My Take on the PSU Situation

My best friend, mom, dad, grandparents, an aunt, and my great uncles and aunts all went to Penn State.

However, I did not.

I do not bleed Blue and White, I’ve naught but hemoglobin coloring my blood.  I never drank the Penn State Kool-Aid. For what it’s worth, I tend to abstain from all sugary beverages. Sure, I root for Penn State teams, but I don’t care if they lose. In fact I actively rooted against Penn State most of my life. Yes, I work at Penn State, but to me it’s nothing more than a decent place to work and a paycheck.
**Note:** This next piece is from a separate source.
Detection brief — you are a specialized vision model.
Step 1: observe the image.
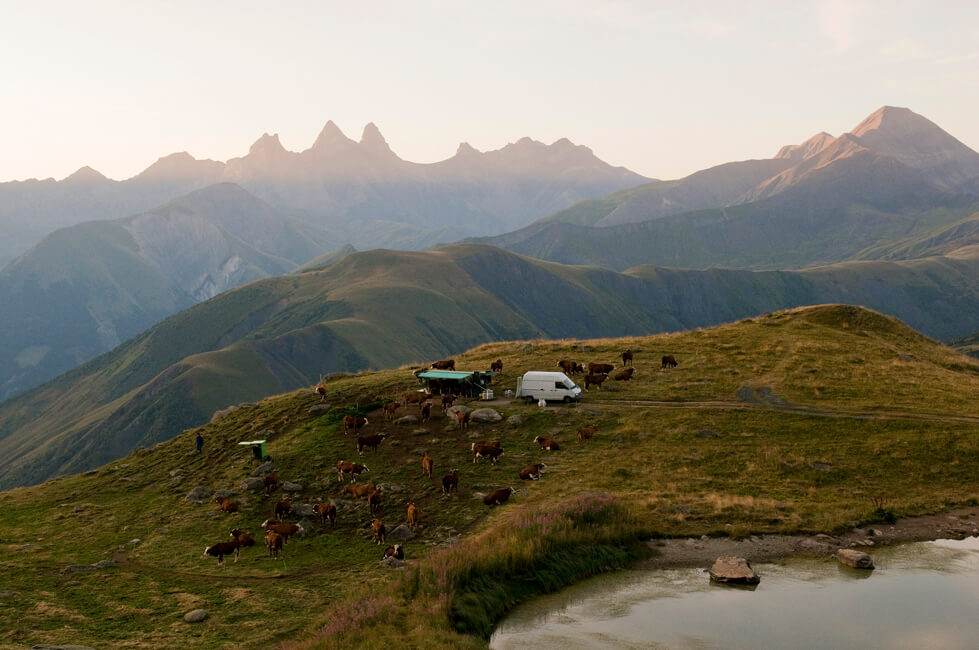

Emotionally, I am as far removed from Penn State as you can be. To me the entire scandal involving Jerry Sandusky  (whom I had never heard of prior to this past weekend) is not much different than if there were a child molester working for Google. Or Walmart. Or if it were a different person at Penn State, with a less public legacy. What I do see and can react to is the fallout of the dismissal of Joe Paterno and university president Graham Spanier.

With the outrage over what Paterno may or may not have known, announced retirement, and now firing, it is as if the soul of Penn State had been shattered. While Paterno legally fulfilled his obligations, morally he fell far short.

Perhaps I can see it from his standpoint:

A student brings to me a serious allegation of a good friend of mine. Not wanting to believe the worst, I report it to my superiors, since that is what I’m supposed to do. When I see nothing come of it, I let it go, assuming the student was mistaken or that the friend has been dealt with.

I don’t know if that is what truly occurred, maybe not. Maybe it will be good for the university in the long run, maybe not. I understand that Paterno is nothing less than the revered uncle or even grandfather of thousands of students, and many more thousands of alumni. From where I’m sitting, all I can see is a set of men get kicked out because they didn’t do all that they could have. It doesn’t affect the quality of the research or education at this institution. It doesn’t change the fact that hundreds of thousands of people still love this university.

I feel no remorse, no nausea, no embarrassment to have Penn State on my resume. I plan to pursue a masters’ degree here once I’m officially hired. I have no doubt in my mind that a Penn State education is as good an education as it was a week ago. Although its ego is bruised and reputation tarnished, Penn State will continue to be a great university.

So now that the Penn State board of trustees have cleaned house, let’s focus on the things that really matter: helping, healing and honoring the victims of Sandusky.


2 thoughts on “My Take on the PSU Situation

  1. I totally agree, but I also agree that Joe Paterno did not do the right thing. Penn State is still a fine institution of higher learning.

  2. Nicely said Mike. I am in the same boat, minus the having Penn State as an employer. I listen to all the controversy and I think, “What is happening the victims?”. Focus people, there is a real crime here. I hope people can see that.